As an alternative to traditional investing, BRICKX operates by buying a property, places it into a trust which is then split into 10,000 units, or “bricks”, which can be then purchased online by up to 5 per cent of the total bricks by any one person. BRICKX then takes care of the management of the property.

“We’re lowering the entry cost into property and allowing a lot of people to get their foot on the property ladder where they otherwise might not be able to,” Mr Millet said.

“We’ve got a pioneering way that is opening up Australia’s favourite asset class to those who have not been able to access this as an investment class before.”

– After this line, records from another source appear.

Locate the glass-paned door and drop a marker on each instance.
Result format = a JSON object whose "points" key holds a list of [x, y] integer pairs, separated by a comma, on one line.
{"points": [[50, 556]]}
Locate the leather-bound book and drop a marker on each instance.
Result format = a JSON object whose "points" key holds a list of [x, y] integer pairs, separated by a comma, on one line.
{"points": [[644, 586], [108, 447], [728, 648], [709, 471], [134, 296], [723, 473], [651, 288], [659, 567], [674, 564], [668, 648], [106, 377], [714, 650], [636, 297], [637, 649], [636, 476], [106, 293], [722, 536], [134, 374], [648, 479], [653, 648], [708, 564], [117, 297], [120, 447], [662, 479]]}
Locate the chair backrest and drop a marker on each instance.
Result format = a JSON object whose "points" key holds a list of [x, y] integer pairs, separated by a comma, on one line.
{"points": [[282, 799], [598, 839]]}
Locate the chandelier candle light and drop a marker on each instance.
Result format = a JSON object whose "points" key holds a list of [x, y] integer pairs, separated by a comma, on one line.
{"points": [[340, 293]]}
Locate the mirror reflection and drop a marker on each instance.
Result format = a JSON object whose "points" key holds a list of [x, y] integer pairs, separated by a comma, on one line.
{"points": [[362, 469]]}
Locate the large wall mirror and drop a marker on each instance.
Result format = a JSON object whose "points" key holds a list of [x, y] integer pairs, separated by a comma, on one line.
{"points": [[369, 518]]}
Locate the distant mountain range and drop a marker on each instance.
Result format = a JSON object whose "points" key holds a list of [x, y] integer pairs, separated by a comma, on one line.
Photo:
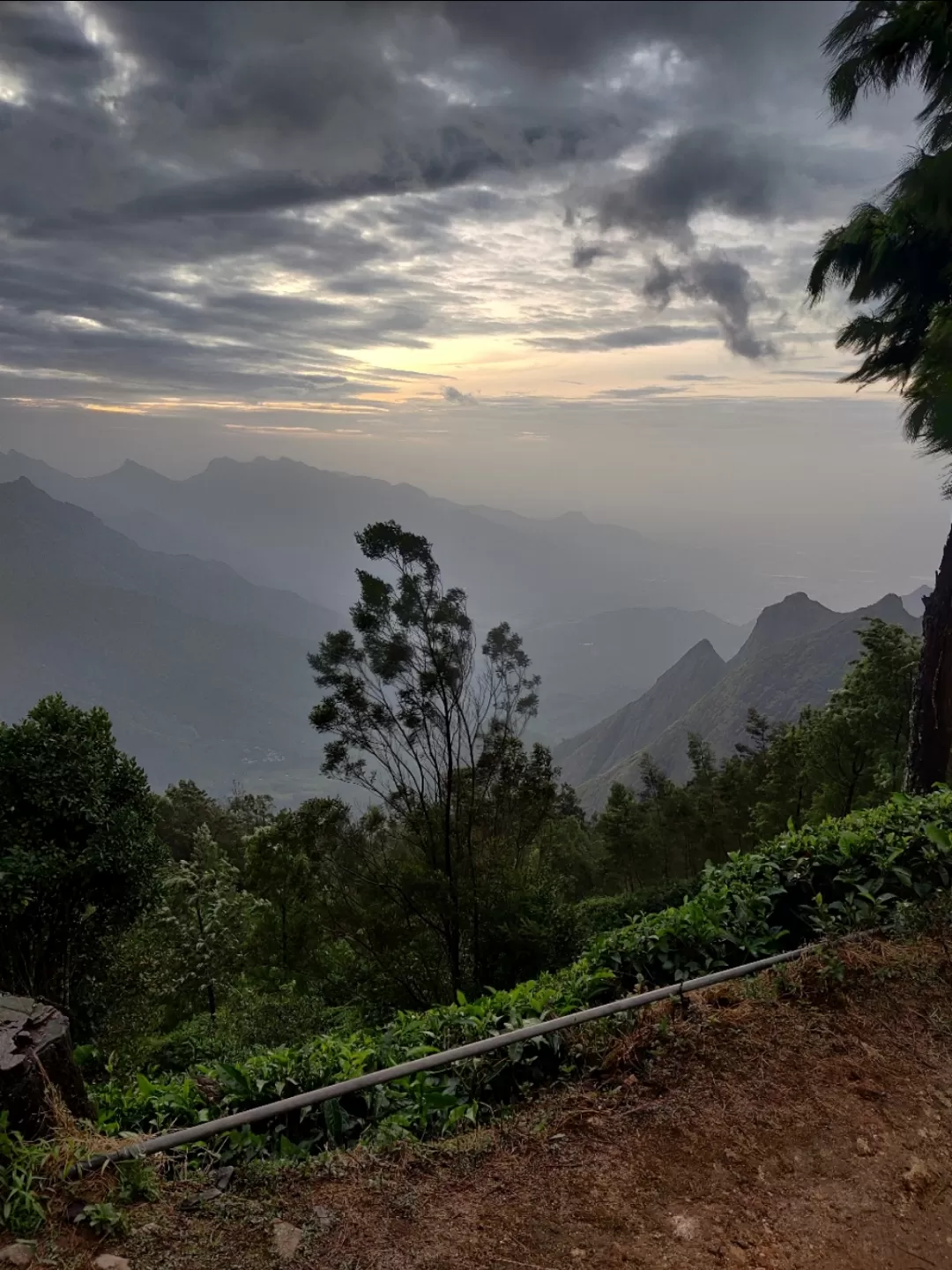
{"points": [[796, 654], [286, 525], [115, 592], [204, 673], [591, 664]]}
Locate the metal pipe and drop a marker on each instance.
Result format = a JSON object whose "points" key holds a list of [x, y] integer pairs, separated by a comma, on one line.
{"points": [[199, 1132]]}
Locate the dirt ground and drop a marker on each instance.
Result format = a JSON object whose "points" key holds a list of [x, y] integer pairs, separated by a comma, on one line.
{"points": [[809, 1127]]}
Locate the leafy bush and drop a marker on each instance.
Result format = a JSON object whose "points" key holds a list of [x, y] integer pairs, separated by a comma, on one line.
{"points": [[22, 1168], [841, 875]]}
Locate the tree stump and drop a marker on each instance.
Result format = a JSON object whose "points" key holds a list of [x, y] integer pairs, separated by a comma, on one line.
{"points": [[36, 1053]]}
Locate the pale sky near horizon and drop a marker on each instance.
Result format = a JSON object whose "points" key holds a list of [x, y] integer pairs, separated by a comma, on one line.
{"points": [[547, 256]]}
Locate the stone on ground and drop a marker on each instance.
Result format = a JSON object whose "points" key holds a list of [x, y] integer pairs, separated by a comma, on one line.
{"points": [[287, 1240]]}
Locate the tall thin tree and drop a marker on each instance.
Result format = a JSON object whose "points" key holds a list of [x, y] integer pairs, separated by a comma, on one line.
{"points": [[895, 259]]}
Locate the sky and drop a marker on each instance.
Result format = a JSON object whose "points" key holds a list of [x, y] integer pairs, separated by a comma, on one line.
{"points": [[548, 256]]}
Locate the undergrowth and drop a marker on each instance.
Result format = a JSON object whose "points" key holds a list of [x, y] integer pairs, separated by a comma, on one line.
{"points": [[876, 868]]}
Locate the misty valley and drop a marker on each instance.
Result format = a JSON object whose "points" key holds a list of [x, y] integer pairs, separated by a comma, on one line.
{"points": [[476, 635]]}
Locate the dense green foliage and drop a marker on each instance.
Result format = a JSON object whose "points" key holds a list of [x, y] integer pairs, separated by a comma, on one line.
{"points": [[836, 877], [242, 954], [78, 856]]}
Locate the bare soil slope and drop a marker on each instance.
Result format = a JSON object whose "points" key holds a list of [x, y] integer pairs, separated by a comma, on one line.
{"points": [[795, 1124]]}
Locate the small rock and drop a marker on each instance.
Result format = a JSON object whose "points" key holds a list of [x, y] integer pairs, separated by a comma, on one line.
{"points": [[287, 1240], [222, 1179], [917, 1177], [684, 1227], [18, 1255], [870, 1091]]}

However, Mr Millet said that fractional investment could also be used to provide an alternative revenue stream, saying that it can “bring many efficiencies to those who do love investing and property but want more diversification or more freedom or more flexibility”.

“I don’t think we’ve [BRICKX] replaced property investment in its entirety, but we are a way that brings many advantages to those who are already not in the market, or to those who want to diversify more with greater freedom and flexibility,” the CEO said.